Lowering the drinking age would decrease alcohol-related injuries because young people would no longer be hesitant to seek medical attention due to the illegality of their consummation. Many unnecessary deaths occur every year because 18-20 year olds are too afraid of the consequences of getting caught with possession of alcohol rather than to assure the well-being of their peers. So this sparks the question, are emerging adults mature enough to handle the allowance of alcohol consumption? Will they make the right choices? Decreasing the legal drinking age could result in more vehicle accidents related to driving under the influence. But giving a legal adult the freedom to drink may also give them the power to make more mature decisions.
At the age of 18, one is able to get married, vote, serve in the U.S. military, and is legally considered an adult. If one is old enough to take part in deciding who the next president of the United States of America will be, sign legal documents, purchase a home, then a mature decision to drink is a definite capability. When a boy turns 18, he is considered a man in the eyes of his father, his family, and even the law, yet he is still considered too immature and too much of a safety hazard to consume alcohol. How can this be justified? If a man can die for his country at the age of 18, can he not drink a beer? Young adults are restricted and told not to drink until they are old enough. Who gets to say how old is old enough?
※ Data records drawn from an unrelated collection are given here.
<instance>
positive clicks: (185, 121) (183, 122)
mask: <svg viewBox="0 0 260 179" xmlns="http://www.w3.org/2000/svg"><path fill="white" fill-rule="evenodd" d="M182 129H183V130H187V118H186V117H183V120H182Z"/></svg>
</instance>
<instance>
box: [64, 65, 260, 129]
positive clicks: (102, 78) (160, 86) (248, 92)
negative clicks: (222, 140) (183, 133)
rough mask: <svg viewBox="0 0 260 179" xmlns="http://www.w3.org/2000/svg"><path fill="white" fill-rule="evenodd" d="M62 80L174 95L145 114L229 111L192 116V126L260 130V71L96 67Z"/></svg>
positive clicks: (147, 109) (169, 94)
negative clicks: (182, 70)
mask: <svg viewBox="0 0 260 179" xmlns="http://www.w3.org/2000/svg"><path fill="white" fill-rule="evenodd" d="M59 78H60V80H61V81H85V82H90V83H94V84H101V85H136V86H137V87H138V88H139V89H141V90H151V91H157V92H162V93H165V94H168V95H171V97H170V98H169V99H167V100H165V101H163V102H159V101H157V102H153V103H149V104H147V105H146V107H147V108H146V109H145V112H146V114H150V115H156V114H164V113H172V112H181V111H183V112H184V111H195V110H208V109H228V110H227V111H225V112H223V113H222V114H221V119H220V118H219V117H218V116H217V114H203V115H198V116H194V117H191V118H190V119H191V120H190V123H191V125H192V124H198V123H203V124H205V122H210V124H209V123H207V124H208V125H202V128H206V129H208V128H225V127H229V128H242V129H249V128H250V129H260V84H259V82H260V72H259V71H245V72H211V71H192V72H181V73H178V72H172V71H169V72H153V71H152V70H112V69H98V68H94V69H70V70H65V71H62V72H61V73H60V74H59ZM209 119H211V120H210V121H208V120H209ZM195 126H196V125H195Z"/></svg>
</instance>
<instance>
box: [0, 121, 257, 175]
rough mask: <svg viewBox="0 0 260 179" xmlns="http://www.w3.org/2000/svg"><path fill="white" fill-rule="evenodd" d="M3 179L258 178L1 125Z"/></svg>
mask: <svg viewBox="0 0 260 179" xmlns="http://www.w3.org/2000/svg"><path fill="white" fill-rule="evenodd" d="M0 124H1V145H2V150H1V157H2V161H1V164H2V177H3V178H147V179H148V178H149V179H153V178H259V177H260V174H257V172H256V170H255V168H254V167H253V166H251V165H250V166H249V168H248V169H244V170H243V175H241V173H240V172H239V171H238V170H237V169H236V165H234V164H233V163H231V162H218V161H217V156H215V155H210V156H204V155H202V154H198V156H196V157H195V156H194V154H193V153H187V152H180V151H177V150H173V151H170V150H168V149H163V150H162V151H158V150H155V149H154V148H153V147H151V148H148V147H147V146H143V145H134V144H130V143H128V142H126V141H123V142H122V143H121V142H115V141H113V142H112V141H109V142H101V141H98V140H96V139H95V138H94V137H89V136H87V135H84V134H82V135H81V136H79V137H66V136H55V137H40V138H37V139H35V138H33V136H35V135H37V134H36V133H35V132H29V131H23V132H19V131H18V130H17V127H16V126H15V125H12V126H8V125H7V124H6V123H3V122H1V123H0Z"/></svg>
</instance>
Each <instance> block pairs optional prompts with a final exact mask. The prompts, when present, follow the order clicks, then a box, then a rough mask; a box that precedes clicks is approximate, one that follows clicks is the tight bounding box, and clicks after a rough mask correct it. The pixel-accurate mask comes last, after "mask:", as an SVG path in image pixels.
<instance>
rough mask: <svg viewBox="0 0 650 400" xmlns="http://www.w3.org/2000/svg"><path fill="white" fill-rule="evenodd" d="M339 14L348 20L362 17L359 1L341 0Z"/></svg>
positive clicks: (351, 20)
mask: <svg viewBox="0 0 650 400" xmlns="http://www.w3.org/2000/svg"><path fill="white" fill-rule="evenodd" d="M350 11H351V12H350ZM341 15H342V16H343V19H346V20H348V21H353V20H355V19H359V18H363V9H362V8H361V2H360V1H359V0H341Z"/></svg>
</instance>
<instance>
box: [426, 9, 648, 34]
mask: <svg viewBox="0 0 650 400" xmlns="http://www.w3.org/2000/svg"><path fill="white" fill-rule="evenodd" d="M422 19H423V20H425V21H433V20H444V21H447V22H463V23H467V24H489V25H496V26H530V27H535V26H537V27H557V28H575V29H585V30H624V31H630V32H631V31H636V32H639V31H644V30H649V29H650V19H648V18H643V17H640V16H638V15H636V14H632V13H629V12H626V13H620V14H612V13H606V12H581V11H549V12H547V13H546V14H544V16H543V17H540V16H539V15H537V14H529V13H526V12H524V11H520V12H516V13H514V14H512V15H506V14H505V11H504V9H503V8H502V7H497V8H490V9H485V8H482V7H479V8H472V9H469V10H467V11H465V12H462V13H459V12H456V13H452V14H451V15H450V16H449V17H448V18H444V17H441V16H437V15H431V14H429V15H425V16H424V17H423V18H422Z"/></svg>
Children and young adults are offered little to no exposure to alcohol. Education on alcohol consumption is aimed towards prohibition rather than safe drinking. At the age of 18, a person is considered an adult and is granted all the rights and privileges of adulthood except for consuming alcohol. The federal government indirectly keeps states from lowering the age to 18. Lowering the age would decrease under-age drinking accidents and fatalities. The law keeping the age of alcohol consumption at 21 is doing more harm to society rather than letting society benefit from this law. The legal age for alcohol consumption should be the same age as the legal age of adulthood.